After obtaining cells of different tissues carrying biosensor elements, it is possible to study the work of different Crispr Cas systems. To do this, it is planned to transform different tissues, different cas systems, and study their activity separately. Various variants of cas 9 will be used for transfection, as the most widely occurring protein in genome editing Type 2, as well as proteins of the system based on cas12a, cas12e proteins belonging to Type 5.
The activity of the systems will be determined by the presence of the simplest gene circuit in the cells. Depending on the reporter's signal, it will be possible to draw a conclusion about the activity of editing systems and time dependence within specific tissues of a particular organism. At the initial stages of testing the model, we plan to use GFP and RFP fluorescent proteins due to the simplicity of measuring fluorescence, as shown on the slide.
The system proposed by us will allow real-time monitoring of the activity of crispus systems inside cells. The data obtained will allow us to understand the efficiency of individual cash register systems in specific types of fabrics. Determine the optimal active operating time of these systems. To identify tissues that are more susceptible to editing and less susceptible. After that, it will be possible to choose the most suitable system for editing a living organism.
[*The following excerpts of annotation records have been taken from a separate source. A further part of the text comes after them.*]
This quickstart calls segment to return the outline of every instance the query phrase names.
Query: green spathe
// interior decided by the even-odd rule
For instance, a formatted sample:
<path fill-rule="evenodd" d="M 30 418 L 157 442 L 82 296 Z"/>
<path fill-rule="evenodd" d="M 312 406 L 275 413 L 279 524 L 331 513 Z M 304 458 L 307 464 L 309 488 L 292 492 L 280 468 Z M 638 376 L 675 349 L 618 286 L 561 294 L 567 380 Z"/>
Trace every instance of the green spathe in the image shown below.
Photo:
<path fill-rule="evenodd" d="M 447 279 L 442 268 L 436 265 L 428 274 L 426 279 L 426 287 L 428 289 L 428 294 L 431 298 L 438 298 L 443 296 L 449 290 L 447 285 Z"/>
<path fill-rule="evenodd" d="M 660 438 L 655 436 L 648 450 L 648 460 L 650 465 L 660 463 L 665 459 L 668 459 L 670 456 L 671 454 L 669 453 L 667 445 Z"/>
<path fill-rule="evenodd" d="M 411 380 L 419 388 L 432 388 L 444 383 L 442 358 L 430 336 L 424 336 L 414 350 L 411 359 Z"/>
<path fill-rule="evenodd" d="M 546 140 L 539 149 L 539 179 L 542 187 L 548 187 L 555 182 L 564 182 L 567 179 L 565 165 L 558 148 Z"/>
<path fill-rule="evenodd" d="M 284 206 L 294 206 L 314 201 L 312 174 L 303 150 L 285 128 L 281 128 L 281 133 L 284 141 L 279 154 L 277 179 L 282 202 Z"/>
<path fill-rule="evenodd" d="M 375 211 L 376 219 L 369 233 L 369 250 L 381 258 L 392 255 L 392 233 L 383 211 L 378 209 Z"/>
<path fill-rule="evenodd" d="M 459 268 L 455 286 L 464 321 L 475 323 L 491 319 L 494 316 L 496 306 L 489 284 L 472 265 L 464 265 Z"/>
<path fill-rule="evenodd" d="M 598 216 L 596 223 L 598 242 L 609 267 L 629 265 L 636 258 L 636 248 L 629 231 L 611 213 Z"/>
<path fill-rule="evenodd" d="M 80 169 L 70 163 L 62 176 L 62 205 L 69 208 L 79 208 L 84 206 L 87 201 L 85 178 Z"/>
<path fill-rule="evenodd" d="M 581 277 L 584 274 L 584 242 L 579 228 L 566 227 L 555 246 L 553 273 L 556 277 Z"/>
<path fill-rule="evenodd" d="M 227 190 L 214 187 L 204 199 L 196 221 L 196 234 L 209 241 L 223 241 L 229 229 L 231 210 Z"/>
When planning any experiment involving genetic editing technologies, it is difficult to anticipate all the hazards and potential consequences that may affect the environment or humans. The potential drive of genes can disrupt the delicate balance of an ecosystem. In addition, the capability of genetic editing is an incredibly powerful tool that requires strict control and regulation.
Nevertheless, these technologies will inevitably become more and more integrated into human life. Genetic editing technologies allow us to effectively treat numerous inherited genetic diseases, cancerous conditions, fight aging, and develop new approaches to treat diseases caused by various pathogens, viruses or microbes.
[1] Phan HTL, Kim K, Lee H, Seong JK. Progress in and Prospects of Genome Editing Tools for Human Disease Model Development and Therapeutic Applications. Genes (Basel). 2023 Feb 14;14(2):483. doi: 10.3390/genes14020483. PMID: 36833410; PMCID: PMC9957140.
[2] Van Haasteren, J., Li, J., Scheideler, O.J. et al. The delivery challenge: fulfilling the promise of therapeutic genome editing. Nat Biotechnol 38, 845–855 (2020). https://doi.org/10.1038/s41587-020-0565-5
[3] Santos-Moreno J, Schaerli Y. CRISPR-based gene expression control for synthetic gene circuits. Biochem Soc Trans. 2020 Oct 30;48(5):1979-1993. doi: 10.1042/BST20200020. PMID: 32964920; PMCID: PMC7609024.
[4] Shaytan AK, Novikov RV, Vinnikov RS, Gribkova AK, Glukhov GS. From DNA-protein interactions to the genetic circuit design using CRISPR-dCas systems. Front Mol Biosci. 2022 Dec 14;9:1070526. doi: 10.3389/fmolb.2022.1070526. PMID: 36589238; PMCID: PMC9795063.